Водитель трамвая - Сергей Бушуев
Шрифт:
Интервал:
Закладка:
— Что вот? — не поняв в чём дело, удивилась Мокшанина.
— Отказывается работать…
— Отказывается?.. — Луиза перевела взгляд на меня. — Почему?
— Не знаю, — проверещала Великая, поскольку я не удостоил присутствующих ответом. — Это надо спросить у него.
Они обе уставились на меня.
— Ты отказываешься работать? — спокойно справилась у меня Луиза.
— Только сверх нормы, — мягко пояснил я.
— А никто вас сверх нормы работать и не заставляет! — воскликнула сова, по-прежнему тяжело дыша.
— Подожди, — решительно прервала её Мокшанина. — В чём дело?
Великая быстро посвятила её в суть конфликта.
— Да, — вновь переводя взгляд на меня, произнесла Луиза, и в голосе её почувствовалась явная угроза, — но отработать всё равно придётся… понимаешь? Водителей не хватает. А «выход» закрывать нужно.
— Ну, водителей у вас всегда не хватает, — спокойно и мягко заметил я, — и виноваты в этом только вы сами. Хотя меня эти ваши проблемы не должны волновать. Кого у вас хватает и кого у вас не хватает. Мне за решение этих вопросов не платят.
— А мне платят, — начиная раздражаться, и заметно громче произнесла Мокшанина, — и поэтому я решаю: «выход» вы доработаете. Это ваша работа.
— Как будет угодно, — немного улыбнулся я, хотя внутри у меня уже начинало подниматься бешенство. — Если это необходимо для производства.
— Значит, вы отработаете этот «выход»? — уточнила Луиза, и глаза её загорелись торжеством.
Великая тоже заулыбалась. Только не дай Бог увидеть кому-нибудь эту улыбку.

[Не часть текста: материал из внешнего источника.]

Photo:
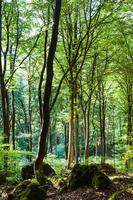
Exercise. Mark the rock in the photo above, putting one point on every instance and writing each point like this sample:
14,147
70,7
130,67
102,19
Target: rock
87,175
2,178
100,181
28,190
27,171
48,170
106,168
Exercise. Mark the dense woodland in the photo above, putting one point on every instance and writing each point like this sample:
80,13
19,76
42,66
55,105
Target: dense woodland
66,87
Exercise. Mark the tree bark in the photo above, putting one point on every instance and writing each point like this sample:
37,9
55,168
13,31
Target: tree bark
48,87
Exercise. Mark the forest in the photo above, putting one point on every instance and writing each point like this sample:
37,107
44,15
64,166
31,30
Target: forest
66,99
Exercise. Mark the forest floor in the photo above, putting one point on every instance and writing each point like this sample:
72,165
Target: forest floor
119,181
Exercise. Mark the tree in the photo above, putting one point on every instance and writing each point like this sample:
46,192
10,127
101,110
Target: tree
48,86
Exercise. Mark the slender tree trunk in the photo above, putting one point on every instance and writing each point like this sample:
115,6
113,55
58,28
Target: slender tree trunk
66,129
30,114
13,121
102,122
71,130
130,112
87,132
4,99
48,87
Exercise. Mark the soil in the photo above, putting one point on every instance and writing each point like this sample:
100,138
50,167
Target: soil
88,193
84,193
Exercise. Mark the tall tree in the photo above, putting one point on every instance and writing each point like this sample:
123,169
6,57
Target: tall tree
48,86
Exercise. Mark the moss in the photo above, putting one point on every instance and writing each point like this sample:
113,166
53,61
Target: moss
29,190
32,192
100,181
128,188
87,175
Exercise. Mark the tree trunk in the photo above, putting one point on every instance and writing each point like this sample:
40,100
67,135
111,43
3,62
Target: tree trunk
130,112
66,129
102,121
71,130
48,87
13,121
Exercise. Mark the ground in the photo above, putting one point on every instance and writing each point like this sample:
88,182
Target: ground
119,181
86,193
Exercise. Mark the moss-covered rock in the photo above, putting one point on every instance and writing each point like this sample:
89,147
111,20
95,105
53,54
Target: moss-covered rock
100,181
118,193
87,175
28,190
2,178
27,171
106,168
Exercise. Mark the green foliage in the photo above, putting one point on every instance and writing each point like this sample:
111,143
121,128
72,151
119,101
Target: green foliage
116,195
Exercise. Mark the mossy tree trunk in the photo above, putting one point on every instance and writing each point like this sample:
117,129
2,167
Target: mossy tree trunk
48,86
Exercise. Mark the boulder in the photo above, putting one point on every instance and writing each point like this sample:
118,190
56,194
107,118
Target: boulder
106,168
28,190
100,181
27,171
87,175
2,178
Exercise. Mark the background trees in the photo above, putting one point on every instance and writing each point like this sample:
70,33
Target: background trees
89,99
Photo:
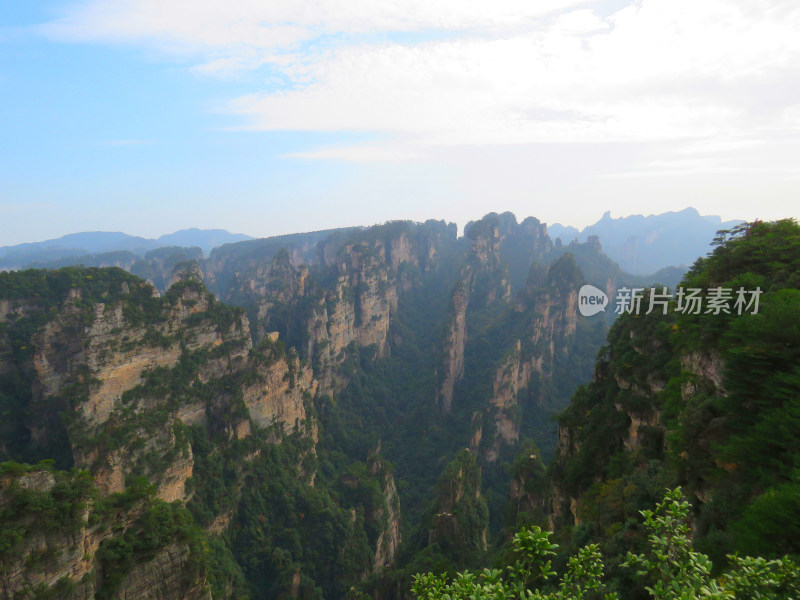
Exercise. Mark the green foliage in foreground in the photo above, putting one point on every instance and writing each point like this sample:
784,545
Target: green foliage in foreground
670,570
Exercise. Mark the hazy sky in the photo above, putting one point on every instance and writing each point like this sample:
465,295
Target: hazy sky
272,116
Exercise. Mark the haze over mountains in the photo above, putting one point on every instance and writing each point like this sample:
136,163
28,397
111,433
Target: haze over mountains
640,245
323,415
95,242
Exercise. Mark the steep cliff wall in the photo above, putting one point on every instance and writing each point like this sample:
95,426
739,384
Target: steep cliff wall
58,538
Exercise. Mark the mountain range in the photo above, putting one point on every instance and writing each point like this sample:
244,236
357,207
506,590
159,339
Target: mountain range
324,415
644,245
96,242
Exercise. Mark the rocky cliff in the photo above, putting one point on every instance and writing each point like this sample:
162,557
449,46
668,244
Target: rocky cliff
687,399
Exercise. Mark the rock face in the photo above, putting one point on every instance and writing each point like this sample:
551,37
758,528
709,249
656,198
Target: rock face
388,515
116,383
461,519
66,554
454,344
345,295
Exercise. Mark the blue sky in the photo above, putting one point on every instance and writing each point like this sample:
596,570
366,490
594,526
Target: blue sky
267,118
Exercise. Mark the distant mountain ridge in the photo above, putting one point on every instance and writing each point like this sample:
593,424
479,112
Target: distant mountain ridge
642,245
93,242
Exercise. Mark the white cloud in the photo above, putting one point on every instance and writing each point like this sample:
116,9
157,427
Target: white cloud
509,71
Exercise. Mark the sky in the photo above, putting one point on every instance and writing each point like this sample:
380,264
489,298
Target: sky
268,117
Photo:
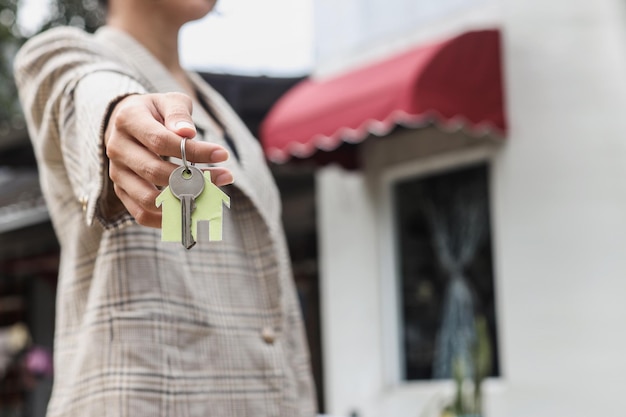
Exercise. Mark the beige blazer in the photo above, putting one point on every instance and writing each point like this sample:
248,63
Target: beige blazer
144,327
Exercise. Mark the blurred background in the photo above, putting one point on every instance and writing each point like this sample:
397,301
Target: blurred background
452,181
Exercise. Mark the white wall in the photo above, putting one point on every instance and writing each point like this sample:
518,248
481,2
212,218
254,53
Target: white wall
559,207
350,33
560,210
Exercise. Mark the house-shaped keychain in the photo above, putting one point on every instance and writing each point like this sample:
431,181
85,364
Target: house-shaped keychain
209,207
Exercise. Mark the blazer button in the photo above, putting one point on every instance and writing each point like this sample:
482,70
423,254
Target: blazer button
268,335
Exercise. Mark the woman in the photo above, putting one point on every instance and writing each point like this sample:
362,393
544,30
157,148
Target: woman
144,327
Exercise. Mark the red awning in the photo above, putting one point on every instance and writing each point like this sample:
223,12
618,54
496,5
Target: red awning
455,83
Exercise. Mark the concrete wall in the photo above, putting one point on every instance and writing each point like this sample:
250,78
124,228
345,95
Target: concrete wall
559,207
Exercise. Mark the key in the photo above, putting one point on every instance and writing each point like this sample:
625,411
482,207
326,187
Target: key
187,183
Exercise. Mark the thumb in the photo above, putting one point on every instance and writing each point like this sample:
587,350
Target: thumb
176,108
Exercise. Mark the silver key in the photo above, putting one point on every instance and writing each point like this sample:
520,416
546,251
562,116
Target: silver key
187,183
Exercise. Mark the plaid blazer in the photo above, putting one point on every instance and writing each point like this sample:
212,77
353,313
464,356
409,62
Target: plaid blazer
144,327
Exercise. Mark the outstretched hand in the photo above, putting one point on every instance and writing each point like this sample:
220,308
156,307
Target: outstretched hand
141,131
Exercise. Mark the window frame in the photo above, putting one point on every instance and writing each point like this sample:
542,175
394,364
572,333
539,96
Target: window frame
390,282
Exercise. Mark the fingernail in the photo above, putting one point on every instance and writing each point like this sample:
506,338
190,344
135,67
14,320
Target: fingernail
183,124
219,155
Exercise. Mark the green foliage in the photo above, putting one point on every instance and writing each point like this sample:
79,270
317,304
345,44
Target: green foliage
10,41
467,399
85,14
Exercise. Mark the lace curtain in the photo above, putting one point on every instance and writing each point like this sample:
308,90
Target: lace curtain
456,212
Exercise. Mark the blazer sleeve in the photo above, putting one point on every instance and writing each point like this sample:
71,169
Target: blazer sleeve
67,85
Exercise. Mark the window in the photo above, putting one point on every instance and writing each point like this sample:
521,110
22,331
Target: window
444,261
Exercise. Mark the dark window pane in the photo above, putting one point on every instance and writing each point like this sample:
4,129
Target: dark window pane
443,236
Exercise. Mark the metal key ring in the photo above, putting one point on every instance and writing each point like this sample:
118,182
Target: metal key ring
183,154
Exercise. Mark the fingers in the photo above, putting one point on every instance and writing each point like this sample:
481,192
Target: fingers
141,131
158,122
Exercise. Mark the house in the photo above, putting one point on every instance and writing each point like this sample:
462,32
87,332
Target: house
429,217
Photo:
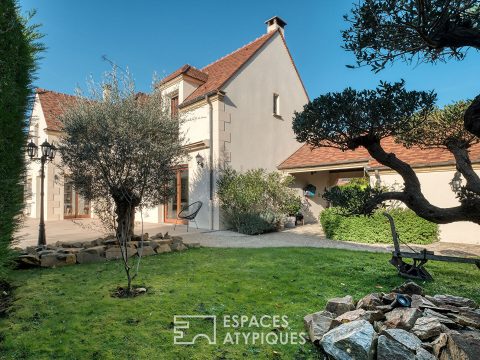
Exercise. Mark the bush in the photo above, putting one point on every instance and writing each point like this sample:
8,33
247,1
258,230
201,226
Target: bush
256,202
376,228
18,55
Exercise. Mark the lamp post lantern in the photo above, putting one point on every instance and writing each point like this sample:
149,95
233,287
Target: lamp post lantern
47,153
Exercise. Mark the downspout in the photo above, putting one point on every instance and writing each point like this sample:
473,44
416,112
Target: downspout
210,121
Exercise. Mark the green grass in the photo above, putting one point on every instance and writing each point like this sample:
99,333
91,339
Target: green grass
67,313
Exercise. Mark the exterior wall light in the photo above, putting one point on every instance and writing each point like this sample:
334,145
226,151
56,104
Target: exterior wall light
200,160
48,152
456,183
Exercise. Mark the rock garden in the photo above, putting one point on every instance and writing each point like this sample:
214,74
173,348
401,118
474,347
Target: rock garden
402,324
98,250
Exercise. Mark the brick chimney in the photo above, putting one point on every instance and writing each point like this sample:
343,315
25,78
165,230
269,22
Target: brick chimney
275,23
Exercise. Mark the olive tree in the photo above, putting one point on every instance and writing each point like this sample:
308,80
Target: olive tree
383,31
120,147
351,119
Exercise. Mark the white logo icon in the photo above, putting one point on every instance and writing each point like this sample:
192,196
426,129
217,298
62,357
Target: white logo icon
181,325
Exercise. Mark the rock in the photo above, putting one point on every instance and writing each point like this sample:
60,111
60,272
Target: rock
389,298
409,288
163,248
57,260
69,250
162,242
370,302
108,242
85,257
461,347
439,344
397,344
318,324
99,250
28,260
402,318
440,317
353,340
467,318
177,246
193,245
146,251
441,300
360,314
340,306
115,252
428,327
419,301
423,354
42,253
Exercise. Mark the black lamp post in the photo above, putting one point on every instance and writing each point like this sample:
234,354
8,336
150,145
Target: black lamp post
48,152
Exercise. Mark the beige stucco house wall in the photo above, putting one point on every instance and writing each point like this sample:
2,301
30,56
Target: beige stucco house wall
227,108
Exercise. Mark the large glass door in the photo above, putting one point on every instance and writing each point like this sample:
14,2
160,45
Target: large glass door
180,198
74,205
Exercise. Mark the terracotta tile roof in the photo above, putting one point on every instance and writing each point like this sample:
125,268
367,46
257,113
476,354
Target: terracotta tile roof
186,70
52,106
306,157
220,71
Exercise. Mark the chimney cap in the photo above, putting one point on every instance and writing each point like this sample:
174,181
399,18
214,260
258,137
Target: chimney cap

— Конечно, отработаю, — спокойно кивнул я, — если это необходимость для производства. Отработаю… но не раньше чем вы дадите мне своё письменное распоряжение!
Данная фраза прозвучала, как выстрел револьвера в доме, где все спят. Мокшанина аж подпрыгнула на стуле. Сова встрепенулась и чуть не закачалась.
— Письменное распоряжение?.. — поражённо переспросила Луиза.
— Совершенно верно, — очень медленно подтвердил я, расплываясь в улыбке.
— А зачем?.. — задала моя собеседница очевидно глупый вопрос.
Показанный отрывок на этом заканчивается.